Mais financiamento, mais vagas, mais médicos

Uma lógica simples de, quanto mais vagas, mais médicos se aplica ao problema do déficit de profissionais na área da saúde. Jovens que desejam estudar Medicina, em instituições privadas, têm seus sonhos impedidos pelos altos custos que envolvem o ingresso no nível superior. As dificuldades enfrentadas por milhares de futuros médicos, enfermeiros e técnicos poderiam ser sanadas com o programa do Governo Federal que visa financiar os estudos em parceria com as faculdades e universidades particulares. A reportagem realizada pela revista eletrônica Justiça Em Foco, abordou, recentemente, o problema da burocracia do FIES (Financiamento Estudantil) em atender a demanda por vagas para a área médica. A matéria intitulada “Falta de regulamentação no Fies pode travar governo Bolsonaro de formar mais médicos”, evidenciou o drama vivido por aqueles que tentam financiar a bolsa de estudo nas faculdades privadas por todo o Brasil.

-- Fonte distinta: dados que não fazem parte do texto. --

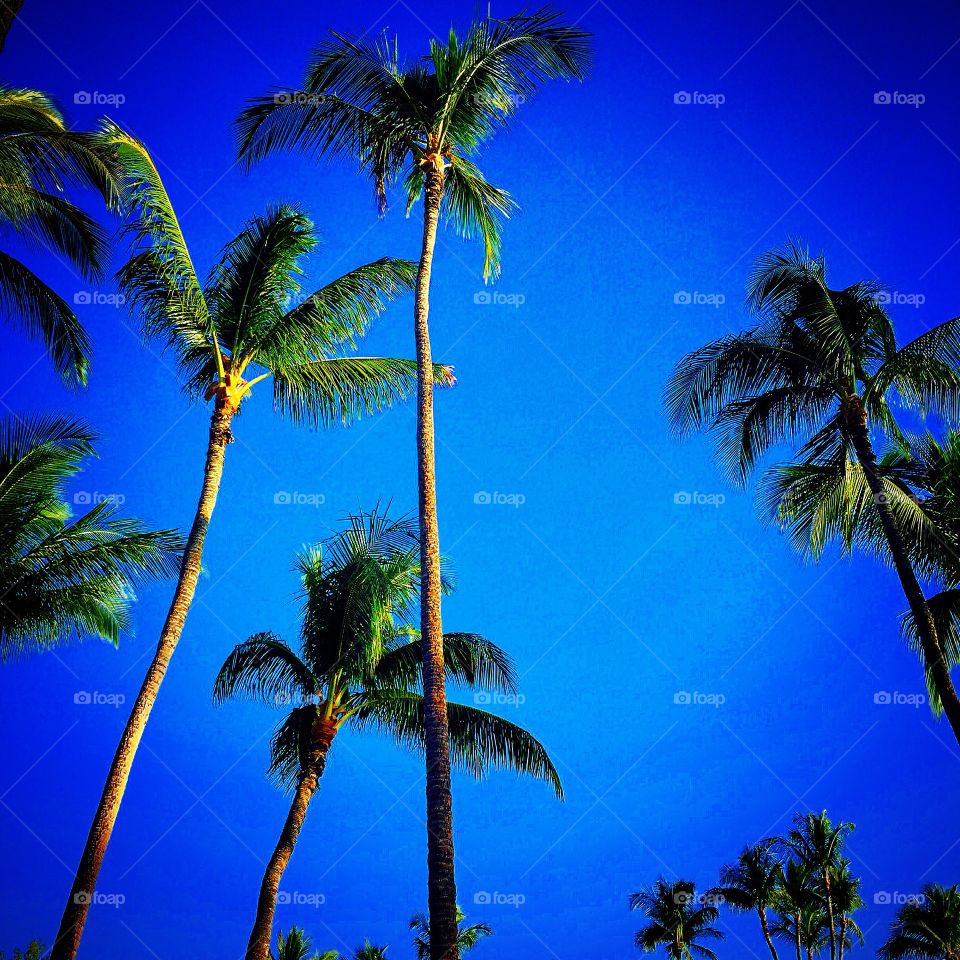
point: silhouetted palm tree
(418, 124)
(360, 666)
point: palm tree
(295, 945)
(39, 157)
(677, 920)
(927, 928)
(63, 577)
(818, 844)
(818, 368)
(228, 336)
(468, 935)
(419, 124)
(750, 884)
(359, 666)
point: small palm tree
(63, 577)
(751, 884)
(468, 935)
(295, 945)
(927, 928)
(677, 920)
(359, 666)
(818, 368)
(419, 124)
(39, 157)
(229, 335)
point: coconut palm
(818, 844)
(227, 336)
(359, 666)
(295, 945)
(818, 368)
(750, 885)
(39, 158)
(926, 928)
(468, 935)
(419, 124)
(64, 577)
(678, 920)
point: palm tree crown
(397, 120)
(63, 577)
(39, 158)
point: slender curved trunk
(855, 419)
(765, 927)
(441, 885)
(85, 882)
(258, 946)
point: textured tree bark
(85, 882)
(856, 422)
(258, 947)
(441, 884)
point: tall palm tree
(39, 158)
(468, 934)
(63, 577)
(818, 844)
(818, 368)
(359, 666)
(927, 928)
(751, 884)
(419, 124)
(677, 920)
(227, 336)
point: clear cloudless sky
(612, 597)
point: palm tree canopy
(677, 920)
(359, 661)
(928, 928)
(63, 578)
(251, 320)
(812, 352)
(39, 160)
(395, 120)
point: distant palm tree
(64, 577)
(818, 368)
(678, 921)
(468, 935)
(751, 884)
(927, 928)
(359, 666)
(295, 945)
(818, 844)
(39, 157)
(235, 332)
(418, 124)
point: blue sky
(612, 597)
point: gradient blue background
(611, 597)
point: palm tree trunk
(933, 657)
(441, 885)
(258, 947)
(765, 927)
(85, 882)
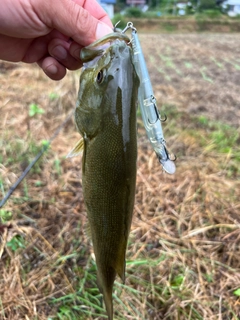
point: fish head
(107, 68)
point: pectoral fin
(77, 150)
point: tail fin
(105, 284)
(107, 296)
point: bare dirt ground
(184, 248)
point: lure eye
(100, 77)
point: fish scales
(106, 118)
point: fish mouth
(91, 54)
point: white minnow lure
(150, 115)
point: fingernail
(59, 53)
(102, 30)
(76, 53)
(52, 69)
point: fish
(105, 116)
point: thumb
(71, 19)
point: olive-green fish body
(106, 118)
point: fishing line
(38, 156)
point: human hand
(50, 33)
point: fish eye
(100, 76)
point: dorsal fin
(77, 150)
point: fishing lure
(150, 114)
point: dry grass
(183, 259)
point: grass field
(183, 258)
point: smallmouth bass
(105, 116)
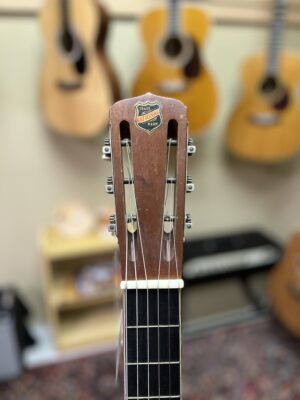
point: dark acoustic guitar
(173, 65)
(77, 84)
(284, 287)
(148, 145)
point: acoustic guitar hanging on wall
(173, 65)
(77, 84)
(265, 125)
(148, 147)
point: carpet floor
(254, 360)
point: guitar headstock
(148, 146)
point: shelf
(64, 296)
(55, 247)
(97, 325)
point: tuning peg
(109, 187)
(112, 227)
(106, 150)
(190, 187)
(188, 221)
(191, 147)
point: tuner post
(106, 150)
(188, 221)
(112, 227)
(191, 149)
(190, 186)
(109, 187)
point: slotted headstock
(148, 146)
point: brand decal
(148, 116)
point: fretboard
(152, 351)
(174, 17)
(276, 38)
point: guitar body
(76, 93)
(257, 131)
(284, 287)
(164, 78)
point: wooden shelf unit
(78, 320)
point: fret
(164, 380)
(152, 397)
(166, 317)
(163, 345)
(155, 363)
(153, 356)
(152, 326)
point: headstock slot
(131, 221)
(168, 243)
(149, 186)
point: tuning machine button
(188, 221)
(190, 187)
(109, 187)
(112, 227)
(191, 147)
(106, 150)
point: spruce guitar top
(77, 84)
(265, 125)
(173, 65)
(148, 146)
(284, 287)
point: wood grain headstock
(148, 146)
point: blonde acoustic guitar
(173, 66)
(266, 123)
(77, 83)
(284, 287)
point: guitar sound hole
(275, 92)
(173, 47)
(67, 41)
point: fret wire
(153, 326)
(154, 397)
(155, 363)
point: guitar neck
(152, 352)
(65, 11)
(174, 17)
(276, 38)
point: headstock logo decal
(148, 116)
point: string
(159, 267)
(132, 194)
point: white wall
(38, 170)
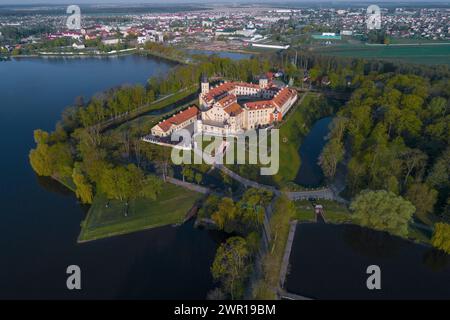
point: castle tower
(205, 84)
(263, 82)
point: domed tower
(263, 82)
(204, 84)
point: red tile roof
(233, 109)
(179, 118)
(219, 90)
(246, 84)
(263, 104)
(283, 96)
(227, 100)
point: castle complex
(231, 108)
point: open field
(290, 141)
(421, 54)
(170, 207)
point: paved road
(323, 193)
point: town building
(231, 108)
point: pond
(330, 261)
(310, 174)
(40, 219)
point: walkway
(324, 193)
(188, 185)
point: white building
(231, 108)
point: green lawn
(290, 141)
(170, 208)
(422, 54)
(334, 211)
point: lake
(40, 219)
(310, 174)
(329, 262)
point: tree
(441, 237)
(331, 155)
(151, 187)
(83, 188)
(422, 197)
(414, 159)
(231, 267)
(40, 160)
(225, 215)
(383, 210)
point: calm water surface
(330, 261)
(40, 220)
(310, 174)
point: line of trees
(396, 131)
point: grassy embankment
(290, 141)
(302, 211)
(169, 208)
(337, 213)
(292, 131)
(167, 101)
(268, 285)
(422, 54)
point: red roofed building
(222, 113)
(176, 122)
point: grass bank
(165, 102)
(430, 54)
(104, 220)
(268, 285)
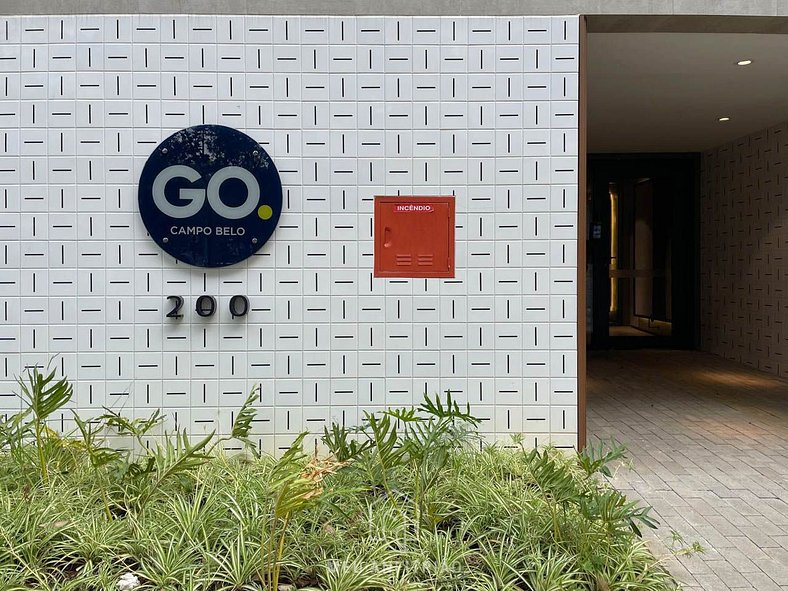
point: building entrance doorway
(642, 250)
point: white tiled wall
(743, 250)
(482, 108)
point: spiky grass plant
(407, 501)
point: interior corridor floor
(708, 440)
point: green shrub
(409, 500)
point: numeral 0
(206, 306)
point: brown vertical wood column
(581, 243)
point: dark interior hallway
(709, 444)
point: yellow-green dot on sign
(265, 212)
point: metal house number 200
(205, 306)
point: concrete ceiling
(665, 92)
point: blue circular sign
(210, 196)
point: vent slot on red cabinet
(414, 236)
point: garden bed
(410, 500)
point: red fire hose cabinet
(414, 236)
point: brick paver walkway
(709, 443)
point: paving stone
(710, 454)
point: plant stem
(41, 458)
(280, 550)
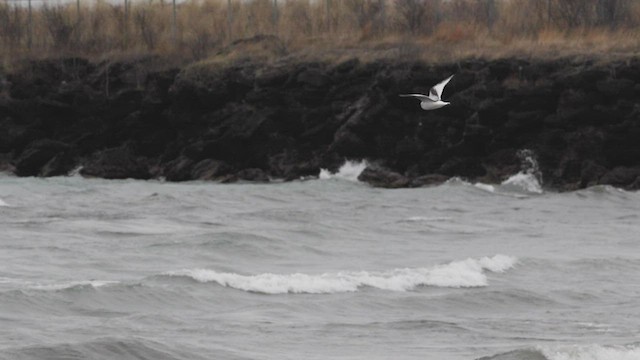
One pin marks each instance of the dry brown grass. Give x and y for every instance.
(431, 30)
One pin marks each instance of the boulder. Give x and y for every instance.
(116, 163)
(41, 152)
(383, 178)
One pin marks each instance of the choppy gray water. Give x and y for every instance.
(318, 269)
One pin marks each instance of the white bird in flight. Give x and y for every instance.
(434, 99)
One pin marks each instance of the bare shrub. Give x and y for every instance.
(12, 25)
(60, 26)
(144, 20)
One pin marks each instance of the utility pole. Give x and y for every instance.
(126, 23)
(229, 19)
(174, 36)
(29, 27)
(327, 11)
(275, 15)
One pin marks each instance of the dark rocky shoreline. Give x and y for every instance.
(287, 120)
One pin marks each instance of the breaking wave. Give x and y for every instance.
(350, 170)
(583, 352)
(457, 274)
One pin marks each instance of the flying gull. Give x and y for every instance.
(433, 100)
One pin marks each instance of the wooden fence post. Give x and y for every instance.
(29, 27)
(174, 36)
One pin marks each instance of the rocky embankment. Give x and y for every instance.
(287, 119)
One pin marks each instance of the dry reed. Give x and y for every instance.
(401, 29)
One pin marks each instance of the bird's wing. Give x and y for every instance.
(436, 91)
(419, 96)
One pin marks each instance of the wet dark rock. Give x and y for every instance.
(210, 169)
(116, 163)
(247, 121)
(252, 174)
(621, 176)
(40, 153)
(428, 180)
(179, 169)
(383, 178)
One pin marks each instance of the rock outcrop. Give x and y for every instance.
(287, 120)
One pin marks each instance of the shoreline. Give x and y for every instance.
(235, 119)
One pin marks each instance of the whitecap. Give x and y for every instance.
(73, 284)
(591, 352)
(523, 181)
(457, 274)
(350, 170)
(485, 187)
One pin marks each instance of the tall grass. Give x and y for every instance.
(449, 28)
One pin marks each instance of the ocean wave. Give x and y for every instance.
(577, 352)
(350, 170)
(523, 181)
(73, 285)
(457, 274)
(591, 352)
(105, 348)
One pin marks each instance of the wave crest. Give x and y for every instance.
(350, 170)
(457, 274)
(583, 352)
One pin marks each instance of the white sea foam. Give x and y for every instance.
(530, 178)
(457, 274)
(592, 352)
(485, 187)
(523, 181)
(73, 284)
(427, 219)
(350, 170)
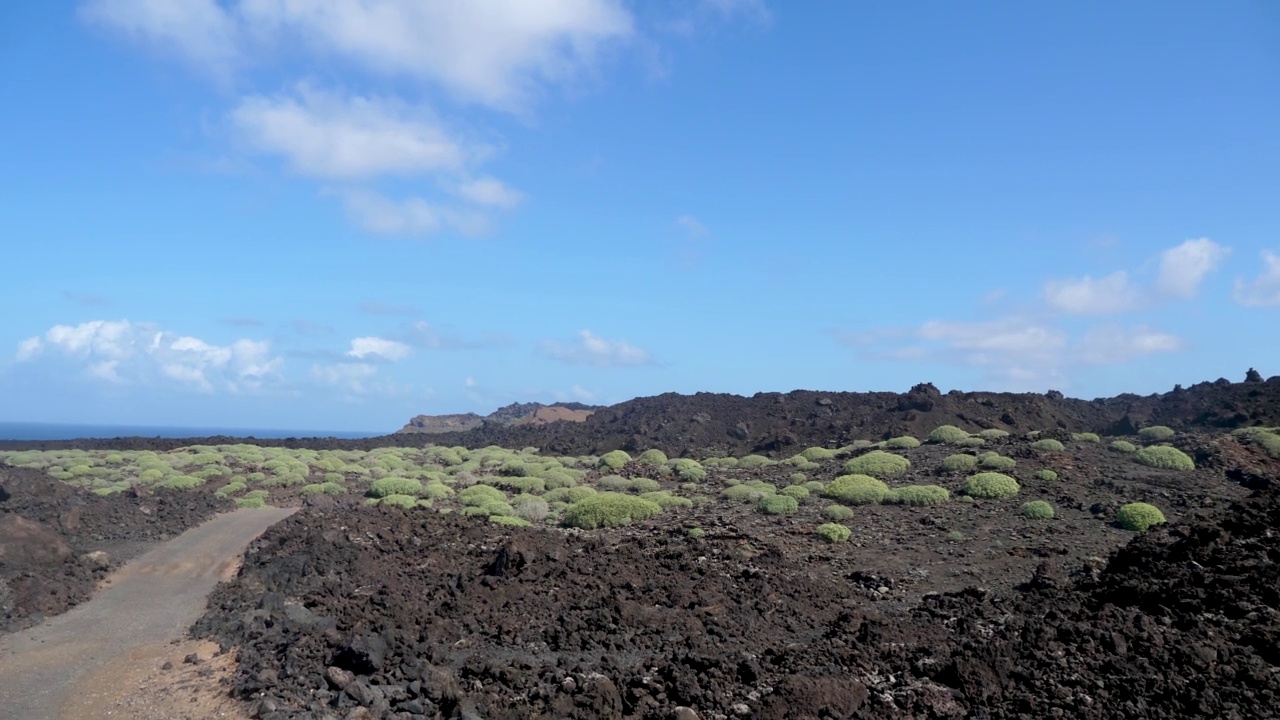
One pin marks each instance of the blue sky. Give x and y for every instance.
(338, 214)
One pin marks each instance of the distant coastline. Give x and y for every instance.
(77, 431)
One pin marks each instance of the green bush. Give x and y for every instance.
(406, 501)
(568, 495)
(1037, 510)
(832, 532)
(1138, 516)
(609, 510)
(182, 482)
(839, 513)
(394, 486)
(817, 454)
(878, 464)
(991, 486)
(1156, 433)
(689, 470)
(1164, 458)
(856, 490)
(996, 461)
(778, 505)
(959, 463)
(510, 520)
(476, 496)
(798, 492)
(947, 434)
(919, 496)
(652, 458)
(615, 460)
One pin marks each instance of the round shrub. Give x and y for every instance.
(1037, 510)
(920, 496)
(856, 490)
(1138, 516)
(816, 454)
(996, 461)
(778, 505)
(397, 500)
(901, 442)
(609, 510)
(958, 463)
(394, 486)
(839, 511)
(991, 486)
(476, 496)
(653, 458)
(689, 470)
(615, 460)
(832, 532)
(1156, 433)
(947, 434)
(877, 464)
(798, 492)
(1164, 458)
(644, 484)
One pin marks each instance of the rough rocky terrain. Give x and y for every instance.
(58, 542)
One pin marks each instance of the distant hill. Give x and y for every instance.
(513, 414)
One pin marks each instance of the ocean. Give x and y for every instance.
(71, 431)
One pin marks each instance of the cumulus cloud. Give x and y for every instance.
(348, 137)
(122, 352)
(492, 51)
(590, 349)
(1262, 291)
(1089, 296)
(362, 347)
(1182, 268)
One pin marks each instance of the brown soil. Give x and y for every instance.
(58, 542)
(960, 610)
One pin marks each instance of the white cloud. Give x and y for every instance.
(490, 51)
(1262, 291)
(329, 136)
(379, 214)
(1182, 268)
(201, 31)
(351, 377)
(120, 351)
(693, 227)
(1088, 296)
(1111, 345)
(362, 347)
(490, 192)
(594, 350)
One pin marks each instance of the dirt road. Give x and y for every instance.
(56, 669)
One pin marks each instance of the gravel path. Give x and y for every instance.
(151, 600)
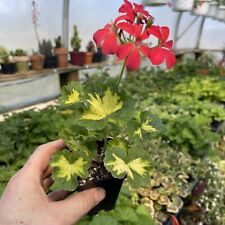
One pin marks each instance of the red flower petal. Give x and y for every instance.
(110, 45)
(155, 30)
(100, 35)
(127, 27)
(165, 33)
(170, 59)
(133, 60)
(128, 17)
(146, 50)
(124, 50)
(168, 44)
(126, 7)
(157, 55)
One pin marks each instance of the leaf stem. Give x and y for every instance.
(122, 72)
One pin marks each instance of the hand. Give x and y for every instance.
(25, 201)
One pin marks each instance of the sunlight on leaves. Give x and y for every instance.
(67, 170)
(121, 167)
(73, 97)
(101, 108)
(146, 127)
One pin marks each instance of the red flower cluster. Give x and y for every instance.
(128, 34)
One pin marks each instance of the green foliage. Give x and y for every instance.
(124, 213)
(75, 40)
(102, 112)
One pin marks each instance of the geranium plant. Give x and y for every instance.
(103, 141)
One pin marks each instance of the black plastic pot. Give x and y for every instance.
(50, 62)
(112, 187)
(8, 68)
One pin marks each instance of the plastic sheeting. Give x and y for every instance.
(25, 92)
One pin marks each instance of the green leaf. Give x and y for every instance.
(101, 108)
(121, 163)
(67, 166)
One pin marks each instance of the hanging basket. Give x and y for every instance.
(213, 7)
(202, 8)
(221, 13)
(182, 5)
(154, 2)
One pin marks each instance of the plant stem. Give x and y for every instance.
(121, 73)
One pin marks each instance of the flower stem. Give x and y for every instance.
(122, 72)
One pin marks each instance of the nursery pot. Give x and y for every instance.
(62, 57)
(37, 62)
(99, 176)
(202, 8)
(22, 63)
(212, 9)
(50, 62)
(112, 188)
(182, 5)
(77, 58)
(8, 68)
(154, 2)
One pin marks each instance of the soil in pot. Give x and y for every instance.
(8, 68)
(100, 177)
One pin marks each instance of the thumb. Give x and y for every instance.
(79, 204)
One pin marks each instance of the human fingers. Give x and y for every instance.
(79, 204)
(58, 195)
(39, 160)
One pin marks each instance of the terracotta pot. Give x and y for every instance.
(62, 57)
(182, 5)
(37, 62)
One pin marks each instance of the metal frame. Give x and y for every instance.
(65, 23)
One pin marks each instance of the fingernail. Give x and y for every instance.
(101, 193)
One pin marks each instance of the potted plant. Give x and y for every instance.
(22, 60)
(99, 56)
(8, 66)
(76, 57)
(201, 7)
(37, 61)
(103, 142)
(61, 53)
(46, 49)
(181, 5)
(90, 50)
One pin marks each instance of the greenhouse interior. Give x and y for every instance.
(112, 112)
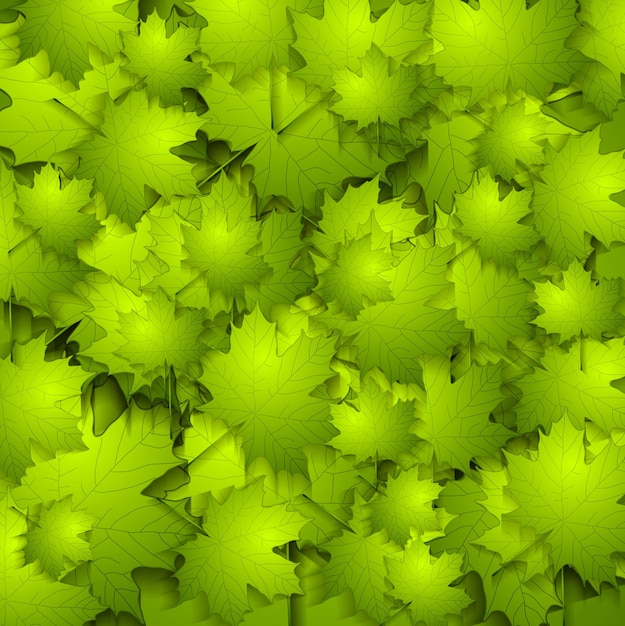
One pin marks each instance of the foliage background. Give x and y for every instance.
(312, 313)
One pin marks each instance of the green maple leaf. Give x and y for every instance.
(491, 300)
(359, 211)
(375, 93)
(237, 550)
(357, 277)
(284, 252)
(514, 135)
(359, 562)
(65, 29)
(600, 34)
(268, 395)
(572, 502)
(447, 165)
(215, 461)
(579, 305)
(493, 222)
(297, 145)
(378, 428)
(36, 125)
(130, 530)
(392, 335)
(575, 198)
(423, 582)
(600, 86)
(29, 596)
(36, 277)
(576, 382)
(223, 248)
(162, 263)
(329, 498)
(454, 417)
(404, 506)
(346, 32)
(523, 601)
(40, 401)
(55, 539)
(119, 251)
(105, 78)
(160, 60)
(54, 207)
(162, 337)
(263, 25)
(464, 499)
(133, 150)
(518, 43)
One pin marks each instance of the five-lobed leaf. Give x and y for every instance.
(237, 550)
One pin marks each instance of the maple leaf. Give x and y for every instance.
(577, 383)
(523, 601)
(105, 78)
(492, 301)
(284, 252)
(374, 93)
(346, 32)
(423, 582)
(268, 395)
(237, 550)
(357, 277)
(378, 428)
(599, 34)
(162, 337)
(518, 43)
(358, 211)
(160, 60)
(106, 480)
(133, 150)
(600, 86)
(464, 500)
(579, 306)
(447, 164)
(29, 596)
(40, 402)
(222, 249)
(574, 197)
(215, 461)
(36, 126)
(39, 278)
(66, 29)
(264, 26)
(494, 223)
(515, 134)
(392, 335)
(297, 146)
(55, 209)
(404, 506)
(329, 497)
(454, 417)
(55, 539)
(572, 502)
(119, 251)
(359, 562)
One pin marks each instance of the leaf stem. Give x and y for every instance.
(562, 572)
(10, 329)
(221, 167)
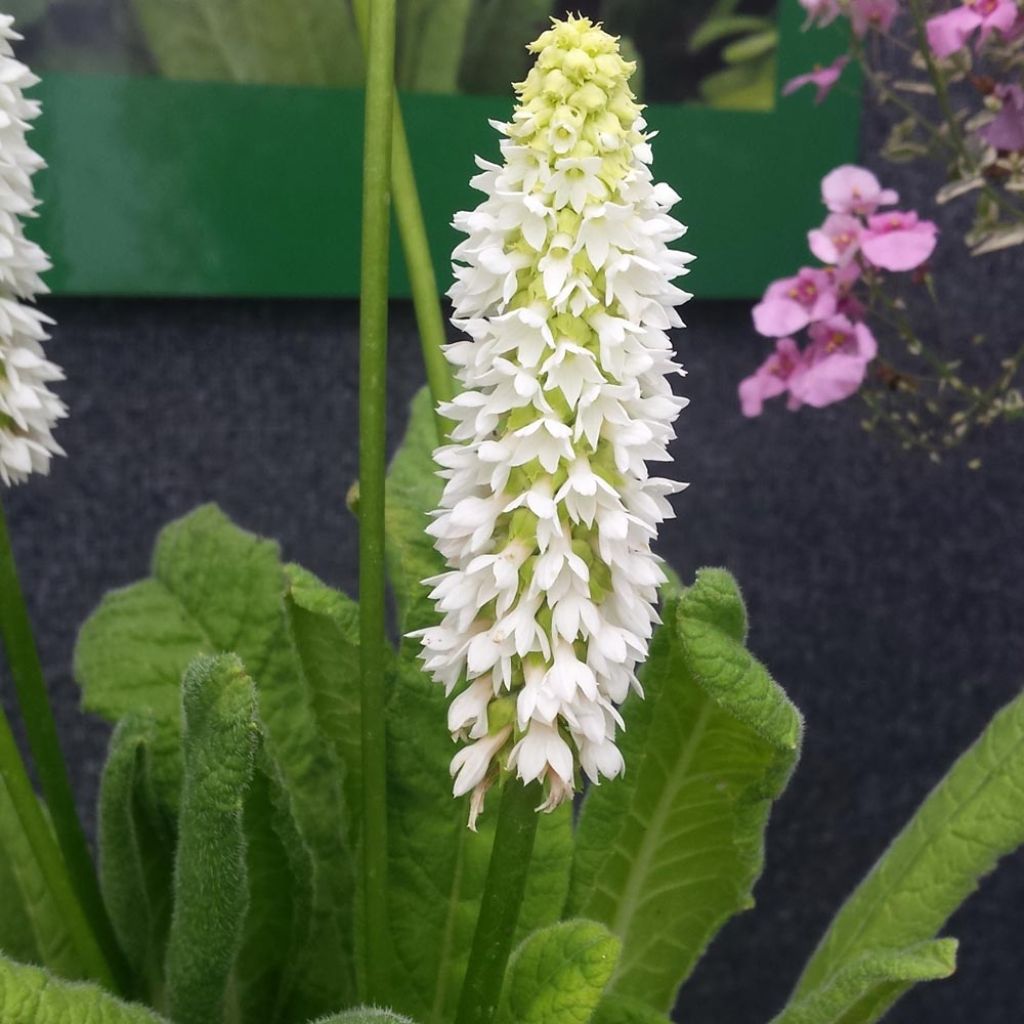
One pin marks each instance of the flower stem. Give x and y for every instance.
(373, 419)
(23, 656)
(47, 855)
(413, 231)
(503, 893)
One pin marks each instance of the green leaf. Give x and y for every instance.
(666, 855)
(973, 817)
(30, 995)
(217, 588)
(16, 937)
(714, 30)
(325, 627)
(276, 933)
(496, 43)
(414, 489)
(431, 34)
(366, 1015)
(437, 866)
(862, 990)
(558, 974)
(47, 939)
(623, 1010)
(210, 885)
(136, 844)
(752, 47)
(309, 43)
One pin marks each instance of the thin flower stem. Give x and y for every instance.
(44, 848)
(503, 894)
(373, 420)
(415, 244)
(23, 656)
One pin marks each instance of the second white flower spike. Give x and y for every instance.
(564, 291)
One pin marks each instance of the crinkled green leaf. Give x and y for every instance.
(496, 43)
(218, 588)
(414, 489)
(312, 42)
(558, 974)
(428, 49)
(210, 886)
(31, 995)
(278, 930)
(49, 942)
(136, 851)
(437, 866)
(861, 991)
(973, 817)
(623, 1010)
(325, 628)
(667, 854)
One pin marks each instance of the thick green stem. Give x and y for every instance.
(373, 419)
(27, 672)
(503, 893)
(413, 231)
(47, 854)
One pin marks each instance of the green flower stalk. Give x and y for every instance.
(563, 289)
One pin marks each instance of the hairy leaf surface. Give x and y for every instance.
(973, 817)
(861, 991)
(558, 974)
(218, 588)
(666, 855)
(136, 851)
(31, 995)
(210, 885)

Um dos integrantes da Associação de Pais e Estudantes da Universidade de Salvador (UNIFACS), o engenheiro químico, Francisco Bacelar, destacou a necessidade de revisão do programa. Segundo Bacelar, “o atual modelo de financiamento do FIES não estimula a formação sustentável de novos médicos, o que pode acarretar um déficit ainda maior por esses profissionais no futuro. O Ministério da Educação (MEC) precisa de uma linha de crédito específica para cada área, no caso dos cursos de Medicina em instituições privadas, o custo inicial é alto, sendo assim as primeiras parcelas precisam ser flexibilizadas, para que as famílias possam fazer frente aos altos valores.  Uma vez formado, o rendimento de um médico pode ser razoável e pode quitar o financiamento. É preciso desburocratizar, principalmente para aqueles que desejam quitar logo as parcelas do FIES”. O MEC disse, ao ser questionado sobre a autonomia das instituições financeiras, que estuda uma maneira de gratificar instituições de ensino que ofertarem bolsas integrais para o curso de Medicina.

“Dentro dos critérios de seleção de propostas nos processos de chamamento público de mantenedoras privadas para oferta de curso de medicina, há previsão de uma bonificação para instituições que ofertarem bolsas integrais considerando os critérios socioeconômico do aluno”. Como as instituições têm autonomia para oferecerem bolsa integral ou parcial aos estudantes, além da alíquota de financiamento dos cursos de medicina, o MEC tenta facilitar o acesso ao financiamento para os estudantes.

O enfoque da matéria realizada há duas semanas pelo site jurídico, Justiça em Foco, alertava o governo Bolsonaro sobre a falta de incentivos em uma área fundamental: a saúde. De acordo com a reportagem, a falta de autonomia de instituições privadas em financiar os cursos de medicina impacta negativamente na disponibilidade de médicos para a população mais carente.

Na reportagem publicada o MEC informou ter como meta a “criação de 11,5 mil novas vagas de graduação e que a pasta já autorizou mais de 15 mil vagas, superando a meta em 30%”, somente para o programa Mais Médicos. A pasta ministerial informou ainda que, “o programa vem fazendo uma profunda reestruturação na formação médica do país”.

Entidades de Nível Superior, estudante e pais ficam na expectativa sobre a desburocratização do financiamento nos cursos de medicina. Bacelar afirma que “os estudantes têm interesse em estudar e os pais querem financiar os estudos e contribuírem para a realização dos sonhos de seus filhos. Mas precisam de atuação do MEC para que o sonho se torne realidade. Uma linha de crédito voltada exclusivamente para os cursos de medicina, com as peculiaridades inerentes à profissão, já facilitaria sobremaneira o ingresso e a formação dos futuros doutores”.